Posted on: Friday, October 1, 2004

HAWAIIAN STYLE

Our cultural differences are 'the spice of life'

By Wade Kilohana Shirkey
Advertiser Staff Writer

Min-Sun Kim thinks intercultural gaffes between people should be delightful — not embarrassing. What makes us different, says the authority on intercultural "miscommunication," also makes us interesting.

And interestingly, it's often how much you talk — or don't — that determines how well we get along across cultures.

Such appreciation of other cultural traits wasn't always as easy for the South Korea native. "When I was young, we all thought North Koreans had red faces and horns — what we learned in school," she said. At age 11, on TV, she made a startling discovery: "Hey, they look like me!"
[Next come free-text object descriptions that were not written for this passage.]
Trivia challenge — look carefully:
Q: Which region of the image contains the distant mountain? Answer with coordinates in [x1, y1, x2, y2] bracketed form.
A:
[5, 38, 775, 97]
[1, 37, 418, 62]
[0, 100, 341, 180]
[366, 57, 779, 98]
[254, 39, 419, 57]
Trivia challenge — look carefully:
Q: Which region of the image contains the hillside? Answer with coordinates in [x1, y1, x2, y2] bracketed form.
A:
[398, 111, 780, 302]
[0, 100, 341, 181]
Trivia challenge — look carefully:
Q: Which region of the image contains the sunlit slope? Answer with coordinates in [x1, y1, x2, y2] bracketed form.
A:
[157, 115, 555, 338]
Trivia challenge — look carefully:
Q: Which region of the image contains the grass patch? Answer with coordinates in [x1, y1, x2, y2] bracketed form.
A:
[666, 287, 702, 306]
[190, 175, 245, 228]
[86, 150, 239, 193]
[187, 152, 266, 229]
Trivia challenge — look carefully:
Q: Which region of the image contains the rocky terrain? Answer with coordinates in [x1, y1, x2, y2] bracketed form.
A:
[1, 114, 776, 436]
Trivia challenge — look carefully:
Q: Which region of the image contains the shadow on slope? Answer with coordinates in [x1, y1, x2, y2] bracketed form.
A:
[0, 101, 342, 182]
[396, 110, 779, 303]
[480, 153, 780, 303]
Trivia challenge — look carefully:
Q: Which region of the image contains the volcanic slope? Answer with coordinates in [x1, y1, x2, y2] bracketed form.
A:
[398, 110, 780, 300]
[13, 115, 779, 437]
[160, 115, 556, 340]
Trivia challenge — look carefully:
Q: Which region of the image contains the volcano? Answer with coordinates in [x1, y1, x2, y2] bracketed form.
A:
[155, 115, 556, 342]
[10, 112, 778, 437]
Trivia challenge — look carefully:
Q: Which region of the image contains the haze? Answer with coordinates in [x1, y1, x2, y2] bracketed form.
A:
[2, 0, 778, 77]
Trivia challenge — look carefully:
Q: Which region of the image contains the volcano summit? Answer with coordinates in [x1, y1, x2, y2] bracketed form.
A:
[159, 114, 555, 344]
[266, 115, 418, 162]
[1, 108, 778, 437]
Later in life, she encountered what many refer to as that "pushy Mainland attitude." "Culturally assertive personalities" would be a more palatable term, she said. That experience sparked an inner need to know more about the way various cultures think, act and communicate.

Min-Sun Kim

"Asians," she said, "are often portrayed as shy, unassertive, quiet — inscrutable," she said.

Teaching in Michigan, the young master's degree candidate was appalled to find students interrupting her before she'd even finished sentences. Someone took the immigrant teacher aside to gently hint that "people didn't think I had so much going on (upstairs)," she said.

Kim was"amazed at how many students missed class (or assignments) because of a grandparent's death!" It was tomfoolery that the students didn't think she'd catch on to.

Her Korean upbringing was hitting Western ways head-on. "I had to change," she said.

So Kim pushed her assertiveness while feeling alienated from what she grew up knowing made a "good Korean girl." But she feared her "inner turmoil" would sabotage her academic program. "Then I heard the term 'culture shock,' " she said.

"Ahhh, that is what it is!" she remembers thinking. The epiphany led to a crucial discovery: "All (these intercultural differences) were very interesting!" It became her life's pursuit.

As an assistant speech professor at UH, after getting her Ph.D. on the Mainland, she found a "world's classroom" of multicultural confusion with misunderstandings between arriving Mainland and local students.

Kim suggested that what these Mainlanders needed was to understand the culture. Instead of fixing the seemingly "minority culture," they needed to "fix their vision of it."

Kim found this mix of Western, Asian and Island ways in Hawai'i "quite refreshing," after six years of Mainland abruptness and "me-ness."

Kim even reveled in the Islands' propensity for kim chee — Mainland roommates had tossed jars of her "putrid cabbage dish" from the refrigerator.

And, on a first date, her husband-to-be from India scored "cultural awareness points" for trying the pungent Korean national dish. "That was an instant forging (between us)," she said. Still intercultural amusements persisted: "Being Indian, he ate it with his fingers."

Later, her husband complained that the odor emanating from a takeout restaurant reminded him of funeral pyres in India. They happened to be walking past a Korean barbecue restaurant.

Her advice when confronting things culturally confusing: "Expect to fail, for it not to work well at first."

Second, take the experience "as an opportunity to learn, especially for Mainlanders, first coming here to live, who not only have to deal with pidgin, new foods and customs — and being accepted — and the fact that here they are perhaps a minority. Hawai'i has a learning curve.

"Those cultural differences," she said, are the spice of life.

"Imagine the world if everyone were the same," she said. "How boring!"